The perimeter frame’s narrow profile also provides a close visual match to the neighboring exterior curtain wall. This quality is incredibly important as multiple systems with varying performance requirements are in proximity, which can lead to discrepancies in framing profile sizes. Improving visual compatibility between fire-rated and non-rated systems can provide a more unified and intentional aesthetic to a space. The precision roll-forming techniques used for these framing systems result in narrower fire-rated frames that help design teams achieve code requirements without having to sacrifice their intent.
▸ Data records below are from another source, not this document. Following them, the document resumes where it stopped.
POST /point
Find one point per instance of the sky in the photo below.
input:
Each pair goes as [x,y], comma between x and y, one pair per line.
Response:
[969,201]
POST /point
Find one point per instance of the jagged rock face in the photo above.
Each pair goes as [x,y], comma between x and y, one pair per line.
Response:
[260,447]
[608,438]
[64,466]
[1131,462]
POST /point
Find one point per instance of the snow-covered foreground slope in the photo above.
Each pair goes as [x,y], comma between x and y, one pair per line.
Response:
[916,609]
Solving Installation Challenges Before They Appear
While the look of the fire-rated glazing assemblies in Alan Magee Scaife Hall realizes specific design goals, their ability to meet building conditions is crucial to achieving both fire rating requirements and ensuring an efficient installation. The building’s stairwell includes several custom corner conditions that could have proved challenging without collaboration throughout the design and installation phases—since these aspects of the application needed multiple materials and systems to work together to achieve the right dimensions and conditions.

TGP collaborated with the project design team to fabricate custom corners that met the floorplan, which was critical to both the look and performance of these fire-rated glazing assemblies. The manufacturer also provided the glazier with thorough documentation of how to install these systems as well as worked closely with multiple project stakeholders to ensure the material was phased in a way that supported an efficient and safe installation.

The ability for building professionals to work in detail with a glazing manufacturer allows the successful design and installation of larger, more complex scopes. This includes navigating challenges in the design phase. It also involves supporting installation with high-quality crating and well-planned shipping schedules.

Working as a Team Pushes the Envelope in Stairwell Design
Today, Alan Magee Scaife Hall functions as both a learning and social hub. Students can come and go while seeing their peers studying or relaxing on each of the seven floors, as they work towards their degree. The fire-rated, butt-glazed assemblies that encase the central staircase support the design goal of improved visual connection.

Not only do they contribute to a more occupant-centered design by improving navigability, but they also supports medical students in building community—all while maintaining fire- and life-safety code requirements with fire-rated framing and glass.

While the assemblies themselves allow code-compliance that did not compromise design intent, collaboration between designers, glaziers and the manufacturer ensured these fire-rated assemblies were fabricated to meet the specific details of the project as well as shipped and installed in a way to support a safe and efficient build.